Yes, you can certainly opt for debt consolidation to get rid of all your debts. You might have heard about debt consolidation from your friends, relatives, or any financial advisor!

But, are you aware of the ways of debt consolidation?

Let’s have a look!

  1. Debt consolidation program:

    In a debt consolidation program, a consolidation company negotiates with your creditors on your behalf to reduce the high APRs of your loans.

    You can consolidate all debt into one monthly payment till the time you completely pay off your debt(s). But remember, the consolidation company will charge you for their professional services!

  2. Balance transfer method:

    It’s one of the most effective credit card consolidation options!
    This method allows you to transfer all your high-interest credit card outstanding amount to a new credit card with a lower interest rate!
    In fact, you will find some balance transfer cards which offer 0% APR for a certain time period!

  3. Consolidation loan:

    It helps you to consolidate all your existing debts into a single one. Moreover, it helps you to pay off your multiple debts with a lower interest rate and fewer monthly payments!

But, is debt consolidation a good idea for you?

Because debt consolidation can be bad for you in some scenarios!
Yes, you heard it right! So, before you proceed, first check out 10 important facts about debt consolidation!
Let’s start with the scenarios when debt consolidation can be a bad idea for you!

1 You are not been able to control your spending habits

Debt consolidation can imply false financial security that you have already paid off all your debts. But that’s not the truth! You have to go through the full payment process to get rid of your debt trap.
After you complete paying off your debts at reduced APRs, your creditors mark those debts as “paid in full”.
But if you think that you have already paid your debts, it might intrigue you to look for new credits! And eventually, you remain trapped with your debts!
So, if you are unable to control your spending habits, learn how to stop wasting money to keep your finances on track!

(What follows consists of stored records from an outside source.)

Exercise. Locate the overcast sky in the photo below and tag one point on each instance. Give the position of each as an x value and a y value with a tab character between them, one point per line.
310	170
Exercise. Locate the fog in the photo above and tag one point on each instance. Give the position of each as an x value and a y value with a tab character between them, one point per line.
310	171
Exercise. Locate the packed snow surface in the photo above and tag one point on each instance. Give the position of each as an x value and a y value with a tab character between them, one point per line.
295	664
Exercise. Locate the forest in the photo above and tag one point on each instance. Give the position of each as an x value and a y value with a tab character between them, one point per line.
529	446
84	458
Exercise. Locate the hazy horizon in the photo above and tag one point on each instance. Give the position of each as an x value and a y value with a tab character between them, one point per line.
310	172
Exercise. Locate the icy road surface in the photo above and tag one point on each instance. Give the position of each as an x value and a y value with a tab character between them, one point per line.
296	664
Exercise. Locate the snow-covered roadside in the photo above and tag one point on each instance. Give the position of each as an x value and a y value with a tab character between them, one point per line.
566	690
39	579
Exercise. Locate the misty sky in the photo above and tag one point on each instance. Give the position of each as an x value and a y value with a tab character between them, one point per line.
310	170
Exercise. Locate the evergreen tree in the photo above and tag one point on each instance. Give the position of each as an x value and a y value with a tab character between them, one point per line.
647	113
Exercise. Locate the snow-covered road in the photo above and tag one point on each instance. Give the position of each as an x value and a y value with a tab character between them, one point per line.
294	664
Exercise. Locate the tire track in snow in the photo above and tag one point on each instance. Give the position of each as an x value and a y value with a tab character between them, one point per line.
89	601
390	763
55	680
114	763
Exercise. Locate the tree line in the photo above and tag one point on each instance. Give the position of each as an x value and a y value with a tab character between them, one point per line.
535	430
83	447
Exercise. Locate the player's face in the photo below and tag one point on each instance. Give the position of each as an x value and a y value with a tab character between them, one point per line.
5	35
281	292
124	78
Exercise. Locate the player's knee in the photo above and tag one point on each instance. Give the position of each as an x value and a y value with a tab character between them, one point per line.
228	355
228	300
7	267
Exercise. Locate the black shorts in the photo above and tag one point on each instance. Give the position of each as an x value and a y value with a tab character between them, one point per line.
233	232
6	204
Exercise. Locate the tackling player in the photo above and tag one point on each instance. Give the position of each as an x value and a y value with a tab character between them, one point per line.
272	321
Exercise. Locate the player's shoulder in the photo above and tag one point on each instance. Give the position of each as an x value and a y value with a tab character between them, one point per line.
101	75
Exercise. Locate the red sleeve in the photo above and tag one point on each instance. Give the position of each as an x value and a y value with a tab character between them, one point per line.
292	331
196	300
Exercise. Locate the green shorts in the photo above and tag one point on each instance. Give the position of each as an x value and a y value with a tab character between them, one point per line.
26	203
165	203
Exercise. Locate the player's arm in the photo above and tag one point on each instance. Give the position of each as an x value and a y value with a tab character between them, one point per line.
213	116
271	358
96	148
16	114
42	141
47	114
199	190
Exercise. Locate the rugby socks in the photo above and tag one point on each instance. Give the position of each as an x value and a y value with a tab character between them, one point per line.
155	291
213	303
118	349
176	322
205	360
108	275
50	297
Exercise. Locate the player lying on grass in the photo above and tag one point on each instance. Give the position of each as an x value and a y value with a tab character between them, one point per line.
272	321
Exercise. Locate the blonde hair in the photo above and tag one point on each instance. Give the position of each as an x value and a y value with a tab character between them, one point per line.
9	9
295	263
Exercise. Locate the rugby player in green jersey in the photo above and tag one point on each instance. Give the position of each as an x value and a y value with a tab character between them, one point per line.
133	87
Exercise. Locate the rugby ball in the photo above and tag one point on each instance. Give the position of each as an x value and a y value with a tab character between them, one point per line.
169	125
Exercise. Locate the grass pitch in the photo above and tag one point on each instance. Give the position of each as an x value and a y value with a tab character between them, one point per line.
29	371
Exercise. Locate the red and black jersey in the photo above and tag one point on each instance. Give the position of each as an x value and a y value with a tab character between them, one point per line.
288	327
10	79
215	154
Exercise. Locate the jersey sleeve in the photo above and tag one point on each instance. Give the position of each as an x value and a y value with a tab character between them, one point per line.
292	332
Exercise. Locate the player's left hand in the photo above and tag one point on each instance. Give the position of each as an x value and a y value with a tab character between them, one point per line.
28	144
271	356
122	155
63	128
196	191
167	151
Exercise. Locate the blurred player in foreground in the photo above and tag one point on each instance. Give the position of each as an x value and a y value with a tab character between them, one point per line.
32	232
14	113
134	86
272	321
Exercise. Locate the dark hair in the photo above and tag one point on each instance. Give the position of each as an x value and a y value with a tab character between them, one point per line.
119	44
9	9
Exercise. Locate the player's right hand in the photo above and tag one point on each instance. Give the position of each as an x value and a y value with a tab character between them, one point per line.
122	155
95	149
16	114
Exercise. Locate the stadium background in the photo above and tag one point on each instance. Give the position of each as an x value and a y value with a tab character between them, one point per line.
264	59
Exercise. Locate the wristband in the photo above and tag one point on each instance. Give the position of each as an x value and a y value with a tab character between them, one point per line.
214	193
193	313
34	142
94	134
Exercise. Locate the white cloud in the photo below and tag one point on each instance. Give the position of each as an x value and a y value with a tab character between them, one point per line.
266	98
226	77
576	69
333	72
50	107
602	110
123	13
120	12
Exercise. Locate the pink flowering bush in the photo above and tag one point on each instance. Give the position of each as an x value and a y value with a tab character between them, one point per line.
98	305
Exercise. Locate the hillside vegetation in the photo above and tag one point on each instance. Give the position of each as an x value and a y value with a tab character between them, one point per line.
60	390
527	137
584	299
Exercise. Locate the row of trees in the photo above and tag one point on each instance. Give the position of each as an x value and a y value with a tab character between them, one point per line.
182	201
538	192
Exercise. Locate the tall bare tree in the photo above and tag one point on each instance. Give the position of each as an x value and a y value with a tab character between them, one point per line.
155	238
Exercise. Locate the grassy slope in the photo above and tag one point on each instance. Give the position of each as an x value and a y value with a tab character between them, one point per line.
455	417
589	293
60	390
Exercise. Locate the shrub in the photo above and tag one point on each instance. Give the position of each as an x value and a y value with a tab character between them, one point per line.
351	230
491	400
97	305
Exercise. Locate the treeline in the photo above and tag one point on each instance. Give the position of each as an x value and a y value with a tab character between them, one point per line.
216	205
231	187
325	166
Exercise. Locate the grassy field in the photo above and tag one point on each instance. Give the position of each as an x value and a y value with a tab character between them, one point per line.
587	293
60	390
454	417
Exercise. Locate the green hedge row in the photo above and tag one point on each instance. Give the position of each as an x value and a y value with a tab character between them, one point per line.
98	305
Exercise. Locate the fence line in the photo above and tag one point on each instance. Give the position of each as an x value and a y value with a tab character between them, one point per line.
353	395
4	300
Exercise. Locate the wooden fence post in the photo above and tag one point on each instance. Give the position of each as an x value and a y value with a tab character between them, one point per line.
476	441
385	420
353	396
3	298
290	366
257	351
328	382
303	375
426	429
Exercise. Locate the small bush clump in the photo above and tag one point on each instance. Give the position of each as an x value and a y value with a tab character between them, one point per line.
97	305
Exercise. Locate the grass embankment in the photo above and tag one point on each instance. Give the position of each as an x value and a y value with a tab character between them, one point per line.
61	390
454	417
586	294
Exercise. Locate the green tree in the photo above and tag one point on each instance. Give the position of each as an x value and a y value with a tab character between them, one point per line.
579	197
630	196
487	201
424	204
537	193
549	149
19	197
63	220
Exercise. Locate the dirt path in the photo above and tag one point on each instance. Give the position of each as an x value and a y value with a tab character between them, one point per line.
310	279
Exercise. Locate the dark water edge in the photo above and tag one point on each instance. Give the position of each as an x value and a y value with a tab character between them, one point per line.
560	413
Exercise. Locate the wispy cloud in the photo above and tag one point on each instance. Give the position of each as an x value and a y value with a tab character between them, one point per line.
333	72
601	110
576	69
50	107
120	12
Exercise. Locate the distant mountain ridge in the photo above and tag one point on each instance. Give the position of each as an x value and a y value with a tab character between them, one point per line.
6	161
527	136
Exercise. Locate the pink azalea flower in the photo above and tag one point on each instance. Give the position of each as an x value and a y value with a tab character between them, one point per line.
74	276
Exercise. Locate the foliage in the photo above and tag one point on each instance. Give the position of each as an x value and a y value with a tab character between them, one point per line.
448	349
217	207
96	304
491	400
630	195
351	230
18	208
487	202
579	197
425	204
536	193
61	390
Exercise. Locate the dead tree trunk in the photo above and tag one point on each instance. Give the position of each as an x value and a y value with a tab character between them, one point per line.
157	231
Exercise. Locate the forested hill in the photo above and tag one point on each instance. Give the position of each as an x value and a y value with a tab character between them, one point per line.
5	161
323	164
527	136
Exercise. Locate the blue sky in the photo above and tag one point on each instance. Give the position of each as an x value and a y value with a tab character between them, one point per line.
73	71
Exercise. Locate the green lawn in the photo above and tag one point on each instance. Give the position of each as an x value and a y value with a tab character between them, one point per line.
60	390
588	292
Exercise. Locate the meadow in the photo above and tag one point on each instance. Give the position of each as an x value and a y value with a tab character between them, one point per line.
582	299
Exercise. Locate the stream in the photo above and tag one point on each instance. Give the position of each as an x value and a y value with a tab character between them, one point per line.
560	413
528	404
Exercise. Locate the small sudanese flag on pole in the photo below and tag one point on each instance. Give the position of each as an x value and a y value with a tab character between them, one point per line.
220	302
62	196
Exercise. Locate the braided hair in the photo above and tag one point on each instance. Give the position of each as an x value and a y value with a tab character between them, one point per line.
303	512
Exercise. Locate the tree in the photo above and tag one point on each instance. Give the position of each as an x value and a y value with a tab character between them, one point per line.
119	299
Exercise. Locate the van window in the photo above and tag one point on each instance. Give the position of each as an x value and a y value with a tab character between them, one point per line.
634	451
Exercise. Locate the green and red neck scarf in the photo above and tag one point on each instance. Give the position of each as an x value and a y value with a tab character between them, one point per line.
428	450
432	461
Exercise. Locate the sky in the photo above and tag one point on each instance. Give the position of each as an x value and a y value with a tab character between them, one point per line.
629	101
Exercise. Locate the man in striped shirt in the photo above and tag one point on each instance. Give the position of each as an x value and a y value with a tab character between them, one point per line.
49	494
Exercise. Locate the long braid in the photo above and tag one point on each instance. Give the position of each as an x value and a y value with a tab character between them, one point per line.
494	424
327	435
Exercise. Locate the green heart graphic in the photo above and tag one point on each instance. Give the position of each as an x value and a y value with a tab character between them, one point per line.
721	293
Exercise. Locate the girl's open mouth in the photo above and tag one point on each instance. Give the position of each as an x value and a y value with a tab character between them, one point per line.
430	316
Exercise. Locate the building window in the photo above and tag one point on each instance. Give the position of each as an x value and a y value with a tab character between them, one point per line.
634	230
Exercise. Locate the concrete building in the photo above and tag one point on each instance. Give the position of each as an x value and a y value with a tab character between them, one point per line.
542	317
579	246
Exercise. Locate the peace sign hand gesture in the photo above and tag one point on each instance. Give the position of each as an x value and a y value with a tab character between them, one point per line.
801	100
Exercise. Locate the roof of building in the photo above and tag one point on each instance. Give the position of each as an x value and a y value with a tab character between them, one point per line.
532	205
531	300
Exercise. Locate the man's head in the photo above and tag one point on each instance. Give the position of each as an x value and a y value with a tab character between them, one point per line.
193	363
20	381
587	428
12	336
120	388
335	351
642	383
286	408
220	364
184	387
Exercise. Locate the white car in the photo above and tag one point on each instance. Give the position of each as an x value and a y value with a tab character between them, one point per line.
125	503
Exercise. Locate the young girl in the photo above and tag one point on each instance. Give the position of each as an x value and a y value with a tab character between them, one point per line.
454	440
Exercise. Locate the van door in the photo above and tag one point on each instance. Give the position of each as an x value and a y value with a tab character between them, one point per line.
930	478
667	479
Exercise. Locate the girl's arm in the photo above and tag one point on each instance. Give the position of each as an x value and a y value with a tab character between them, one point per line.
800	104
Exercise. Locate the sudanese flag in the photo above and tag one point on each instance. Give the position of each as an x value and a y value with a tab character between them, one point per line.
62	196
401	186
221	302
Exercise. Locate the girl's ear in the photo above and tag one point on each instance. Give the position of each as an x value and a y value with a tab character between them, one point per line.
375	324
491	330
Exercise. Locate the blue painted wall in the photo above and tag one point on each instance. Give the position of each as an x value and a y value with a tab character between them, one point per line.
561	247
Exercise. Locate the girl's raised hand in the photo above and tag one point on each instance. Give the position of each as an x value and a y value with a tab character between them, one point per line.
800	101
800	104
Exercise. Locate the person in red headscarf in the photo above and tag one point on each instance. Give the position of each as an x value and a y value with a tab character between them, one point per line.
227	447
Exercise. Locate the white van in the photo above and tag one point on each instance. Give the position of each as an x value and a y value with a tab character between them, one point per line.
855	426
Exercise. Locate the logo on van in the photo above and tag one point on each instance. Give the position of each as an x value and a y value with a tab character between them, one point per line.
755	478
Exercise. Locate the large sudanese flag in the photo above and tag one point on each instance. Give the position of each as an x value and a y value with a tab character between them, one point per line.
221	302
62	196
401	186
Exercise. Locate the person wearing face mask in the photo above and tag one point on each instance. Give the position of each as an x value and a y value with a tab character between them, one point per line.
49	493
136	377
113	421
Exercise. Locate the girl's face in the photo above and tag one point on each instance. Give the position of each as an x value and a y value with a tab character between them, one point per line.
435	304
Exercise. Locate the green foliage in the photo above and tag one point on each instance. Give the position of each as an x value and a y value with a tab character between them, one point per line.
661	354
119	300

2 You are considering debt consolidation as the silver bullet for your debt related problems

In debt consolidation, you have to negotiate with your creditors to reduce the high APRs of your debts. And if they agree, you can save some dollars on your interest payments!
But let me tell you, you have to remember the payment dates for your different debts still now! So, what can you do for that? Should you hire a professional to clear debts or do it yourself?
You can approach a debt consolidation company, which will negotiate with your creditors on your behalf! The biggest advantage would be making single monthly payments to the debt consolidation company, which in turn will distribute the money among your creditors.
But, you have to remember that in debt consolidation, only the APRs will get reduced keeping the principal amount the same!
So, what if you are going through a financial crunch and unable to make monthly payments even with a reduced APR?
In that case, debt consolidation won’t be apt for you! So, depending on your financial status you can opt for either debt settlement or bankruptcy for getting rid of your debts!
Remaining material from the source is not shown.